Question

Prove that \(5 - \sqrt{3}\) is an irrational number.

Hint:

The key to this type of proof is to isolate the known irrational root (like \(\sqrt{2}\), \(\sqrt{3}\), etc.) on one side of the equation. The other side will be an expression of rational numbers, which is itself rational, leading to the necessary contradiction.

Answer 1

Step 1: Understanding the Concept:
This is a proof by contradiction. We start by assuming the opposite of what we want to prove. If this assumption leads to a logical contradiction, then our original statement must be true. The proof relies on the known fact that \(\sqrt{3}\) is an irrational number.

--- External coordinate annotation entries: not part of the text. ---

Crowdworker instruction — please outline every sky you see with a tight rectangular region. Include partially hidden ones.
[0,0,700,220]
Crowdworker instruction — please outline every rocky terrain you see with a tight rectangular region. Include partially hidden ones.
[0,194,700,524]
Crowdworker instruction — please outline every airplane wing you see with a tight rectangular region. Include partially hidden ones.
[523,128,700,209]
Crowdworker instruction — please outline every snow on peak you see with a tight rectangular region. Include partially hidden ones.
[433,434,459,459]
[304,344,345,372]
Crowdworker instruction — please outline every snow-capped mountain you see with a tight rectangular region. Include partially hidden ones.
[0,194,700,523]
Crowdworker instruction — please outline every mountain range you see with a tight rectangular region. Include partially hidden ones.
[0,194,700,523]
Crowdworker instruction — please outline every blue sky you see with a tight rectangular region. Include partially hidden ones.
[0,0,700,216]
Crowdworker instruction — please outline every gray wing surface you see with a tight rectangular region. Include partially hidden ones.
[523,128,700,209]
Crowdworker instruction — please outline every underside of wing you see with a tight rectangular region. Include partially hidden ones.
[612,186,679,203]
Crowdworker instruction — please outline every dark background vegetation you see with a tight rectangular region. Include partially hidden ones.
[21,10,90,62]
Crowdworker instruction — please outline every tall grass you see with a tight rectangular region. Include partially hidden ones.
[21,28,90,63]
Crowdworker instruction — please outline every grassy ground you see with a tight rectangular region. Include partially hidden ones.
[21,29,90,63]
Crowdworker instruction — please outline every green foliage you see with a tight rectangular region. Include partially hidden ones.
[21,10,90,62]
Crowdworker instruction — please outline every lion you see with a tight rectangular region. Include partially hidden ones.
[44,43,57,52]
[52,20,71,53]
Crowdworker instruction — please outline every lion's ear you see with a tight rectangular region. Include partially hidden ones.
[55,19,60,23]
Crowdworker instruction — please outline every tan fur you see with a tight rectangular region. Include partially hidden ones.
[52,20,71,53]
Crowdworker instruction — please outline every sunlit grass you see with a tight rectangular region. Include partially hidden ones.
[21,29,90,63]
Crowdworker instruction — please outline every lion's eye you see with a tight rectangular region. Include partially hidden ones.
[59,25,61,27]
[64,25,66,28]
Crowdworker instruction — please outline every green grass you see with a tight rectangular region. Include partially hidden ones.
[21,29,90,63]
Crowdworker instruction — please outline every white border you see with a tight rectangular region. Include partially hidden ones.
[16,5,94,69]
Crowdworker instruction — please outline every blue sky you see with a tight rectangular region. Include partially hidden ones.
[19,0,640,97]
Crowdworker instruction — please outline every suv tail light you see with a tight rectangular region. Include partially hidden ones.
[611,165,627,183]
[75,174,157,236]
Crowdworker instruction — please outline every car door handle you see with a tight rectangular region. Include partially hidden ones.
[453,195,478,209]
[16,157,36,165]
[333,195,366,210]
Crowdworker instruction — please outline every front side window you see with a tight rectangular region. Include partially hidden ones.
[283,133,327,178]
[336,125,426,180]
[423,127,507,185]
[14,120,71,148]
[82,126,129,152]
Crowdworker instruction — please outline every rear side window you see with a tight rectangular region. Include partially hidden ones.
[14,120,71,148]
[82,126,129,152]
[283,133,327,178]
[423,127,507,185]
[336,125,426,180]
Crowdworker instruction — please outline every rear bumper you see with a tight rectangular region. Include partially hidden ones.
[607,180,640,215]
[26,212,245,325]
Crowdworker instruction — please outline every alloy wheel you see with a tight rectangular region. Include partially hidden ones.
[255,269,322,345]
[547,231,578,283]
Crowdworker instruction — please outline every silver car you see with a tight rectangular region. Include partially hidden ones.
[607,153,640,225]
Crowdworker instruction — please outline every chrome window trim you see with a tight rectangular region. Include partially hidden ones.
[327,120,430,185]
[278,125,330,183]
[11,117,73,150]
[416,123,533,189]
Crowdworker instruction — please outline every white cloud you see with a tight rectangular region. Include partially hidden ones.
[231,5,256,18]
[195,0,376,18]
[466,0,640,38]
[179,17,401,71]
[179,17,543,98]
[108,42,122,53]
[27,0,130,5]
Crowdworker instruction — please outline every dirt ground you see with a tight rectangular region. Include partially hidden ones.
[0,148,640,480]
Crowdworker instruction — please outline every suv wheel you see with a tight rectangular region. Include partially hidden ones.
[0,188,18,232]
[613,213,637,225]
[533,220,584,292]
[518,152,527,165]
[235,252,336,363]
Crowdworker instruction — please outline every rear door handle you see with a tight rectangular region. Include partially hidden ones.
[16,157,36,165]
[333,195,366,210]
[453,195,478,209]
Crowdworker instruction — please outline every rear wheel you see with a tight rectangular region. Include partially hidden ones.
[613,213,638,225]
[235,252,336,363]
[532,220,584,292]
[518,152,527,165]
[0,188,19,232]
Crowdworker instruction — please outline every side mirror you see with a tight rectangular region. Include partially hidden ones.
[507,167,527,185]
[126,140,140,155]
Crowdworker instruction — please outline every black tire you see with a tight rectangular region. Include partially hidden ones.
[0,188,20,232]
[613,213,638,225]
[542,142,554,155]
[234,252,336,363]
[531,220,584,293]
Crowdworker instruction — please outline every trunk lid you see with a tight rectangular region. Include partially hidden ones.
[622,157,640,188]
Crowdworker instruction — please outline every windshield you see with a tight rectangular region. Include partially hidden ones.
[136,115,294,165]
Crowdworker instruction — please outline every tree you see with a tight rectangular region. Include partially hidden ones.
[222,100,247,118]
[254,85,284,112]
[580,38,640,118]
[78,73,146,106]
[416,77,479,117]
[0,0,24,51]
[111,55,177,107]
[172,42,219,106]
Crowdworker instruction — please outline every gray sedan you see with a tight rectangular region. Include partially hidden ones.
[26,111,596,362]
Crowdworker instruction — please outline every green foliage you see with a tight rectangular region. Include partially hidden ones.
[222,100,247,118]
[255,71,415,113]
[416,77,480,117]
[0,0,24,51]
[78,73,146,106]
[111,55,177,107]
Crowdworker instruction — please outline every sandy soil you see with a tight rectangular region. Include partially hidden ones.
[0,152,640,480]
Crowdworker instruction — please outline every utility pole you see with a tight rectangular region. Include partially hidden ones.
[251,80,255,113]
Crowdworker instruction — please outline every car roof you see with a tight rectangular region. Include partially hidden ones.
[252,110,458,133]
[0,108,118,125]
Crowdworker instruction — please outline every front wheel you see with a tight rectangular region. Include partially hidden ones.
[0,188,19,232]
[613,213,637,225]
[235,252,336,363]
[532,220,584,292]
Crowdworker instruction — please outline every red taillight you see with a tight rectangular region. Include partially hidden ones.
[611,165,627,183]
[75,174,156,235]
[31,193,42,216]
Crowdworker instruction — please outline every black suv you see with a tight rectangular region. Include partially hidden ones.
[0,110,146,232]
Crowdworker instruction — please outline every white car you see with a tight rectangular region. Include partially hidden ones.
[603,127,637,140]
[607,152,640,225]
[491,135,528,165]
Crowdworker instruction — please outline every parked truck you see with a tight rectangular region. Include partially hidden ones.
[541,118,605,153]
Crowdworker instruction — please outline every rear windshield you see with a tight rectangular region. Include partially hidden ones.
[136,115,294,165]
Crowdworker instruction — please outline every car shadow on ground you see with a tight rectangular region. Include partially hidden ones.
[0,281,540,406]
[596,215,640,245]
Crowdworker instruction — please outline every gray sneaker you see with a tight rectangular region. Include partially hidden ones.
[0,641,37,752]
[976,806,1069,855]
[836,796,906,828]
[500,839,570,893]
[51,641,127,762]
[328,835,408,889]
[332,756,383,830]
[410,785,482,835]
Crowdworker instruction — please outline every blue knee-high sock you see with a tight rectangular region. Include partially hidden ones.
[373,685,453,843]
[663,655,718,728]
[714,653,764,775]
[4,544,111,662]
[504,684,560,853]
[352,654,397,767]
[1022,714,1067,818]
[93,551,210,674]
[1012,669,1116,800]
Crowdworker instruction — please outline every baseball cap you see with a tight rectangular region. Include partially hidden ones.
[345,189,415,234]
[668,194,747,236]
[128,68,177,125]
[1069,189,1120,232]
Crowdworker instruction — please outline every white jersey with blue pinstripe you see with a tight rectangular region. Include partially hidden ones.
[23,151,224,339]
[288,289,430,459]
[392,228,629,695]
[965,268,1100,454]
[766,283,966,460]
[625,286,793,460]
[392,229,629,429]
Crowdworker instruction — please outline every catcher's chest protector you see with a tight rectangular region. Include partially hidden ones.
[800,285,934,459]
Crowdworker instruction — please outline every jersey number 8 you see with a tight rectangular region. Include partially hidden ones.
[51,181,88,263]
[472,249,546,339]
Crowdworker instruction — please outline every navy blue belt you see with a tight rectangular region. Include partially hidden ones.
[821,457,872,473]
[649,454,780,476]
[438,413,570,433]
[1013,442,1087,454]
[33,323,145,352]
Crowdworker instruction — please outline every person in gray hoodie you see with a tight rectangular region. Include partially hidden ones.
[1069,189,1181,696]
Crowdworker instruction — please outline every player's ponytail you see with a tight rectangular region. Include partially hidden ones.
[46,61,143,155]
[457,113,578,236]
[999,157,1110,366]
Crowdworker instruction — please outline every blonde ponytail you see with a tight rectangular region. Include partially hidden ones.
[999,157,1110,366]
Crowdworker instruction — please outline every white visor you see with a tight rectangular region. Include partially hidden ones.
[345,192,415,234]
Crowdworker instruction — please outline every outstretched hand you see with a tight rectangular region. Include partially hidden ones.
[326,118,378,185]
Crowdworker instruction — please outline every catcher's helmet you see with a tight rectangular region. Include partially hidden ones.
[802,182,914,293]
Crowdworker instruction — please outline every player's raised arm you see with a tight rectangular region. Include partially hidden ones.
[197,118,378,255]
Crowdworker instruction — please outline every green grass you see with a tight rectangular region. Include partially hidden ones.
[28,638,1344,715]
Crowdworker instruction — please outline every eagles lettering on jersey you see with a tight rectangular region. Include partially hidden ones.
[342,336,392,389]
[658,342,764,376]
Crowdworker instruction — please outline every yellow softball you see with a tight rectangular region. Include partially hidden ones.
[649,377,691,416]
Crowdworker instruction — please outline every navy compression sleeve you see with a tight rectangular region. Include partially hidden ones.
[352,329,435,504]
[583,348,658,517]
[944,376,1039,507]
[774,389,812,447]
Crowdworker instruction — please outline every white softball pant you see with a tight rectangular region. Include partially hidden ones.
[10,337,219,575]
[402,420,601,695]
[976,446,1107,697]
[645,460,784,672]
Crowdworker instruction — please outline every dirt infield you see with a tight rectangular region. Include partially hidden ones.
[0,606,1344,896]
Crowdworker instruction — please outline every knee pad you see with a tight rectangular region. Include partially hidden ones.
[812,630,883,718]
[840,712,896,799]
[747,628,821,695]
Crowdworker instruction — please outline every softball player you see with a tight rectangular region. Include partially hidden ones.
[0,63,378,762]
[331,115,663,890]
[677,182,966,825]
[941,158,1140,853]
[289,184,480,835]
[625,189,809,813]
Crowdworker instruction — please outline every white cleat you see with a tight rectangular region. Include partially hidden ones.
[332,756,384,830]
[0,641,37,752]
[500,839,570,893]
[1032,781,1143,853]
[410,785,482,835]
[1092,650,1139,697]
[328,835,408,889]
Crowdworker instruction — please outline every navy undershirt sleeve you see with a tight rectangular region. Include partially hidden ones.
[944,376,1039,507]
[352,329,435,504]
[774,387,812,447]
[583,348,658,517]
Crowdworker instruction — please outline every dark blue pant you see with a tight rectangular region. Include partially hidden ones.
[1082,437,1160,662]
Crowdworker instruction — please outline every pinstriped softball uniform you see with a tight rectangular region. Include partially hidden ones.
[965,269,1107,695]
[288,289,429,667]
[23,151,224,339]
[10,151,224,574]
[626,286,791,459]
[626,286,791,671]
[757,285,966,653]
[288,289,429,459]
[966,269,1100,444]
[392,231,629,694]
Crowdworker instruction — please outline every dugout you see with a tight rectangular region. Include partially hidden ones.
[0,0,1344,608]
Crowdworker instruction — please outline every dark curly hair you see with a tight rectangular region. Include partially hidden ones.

Step 2: Detailed Explanation:
Assumption: Let us assume, to the contrary, that \(5 - \sqrt{3}\) is a rational number.
By the definition of a rational number, it can be expressed in the form \(\frac{p}{q}\), where \(p\) and \(q\) are integers and \(q \neq 0\). \[ 5 - \sqrt{3} = \frac{p}{q} \] Now, we rearrange the equation to isolate the irrational part (\(\sqrt{3}\)): \[ 5 - \frac{p}{q} = \sqrt{3} \] \[ \sqrt{3} = \frac{5q - p}{q} \] Contradiction:
Since \(p\) and \(q\) are integers, \(5q\) is an integer and \(5q - p\) is also an integer. Also, \(q \neq 0\).
Therefore, \(\frac{5q - p}{q}\) is a rational number.
This implies that \(\sqrt{3}\) is a rational number.
However, this contradicts the well-established fact that \(\sqrt{3}\) is an irrational number.
This contradiction arises because our initial assumption that \(5 - \sqrt{3}\) is rational was incorrect.

Step 3: Final Answer:
Therefore, we must conclude that \(5 - \sqrt{3}\) is an irrational number. Hence proved.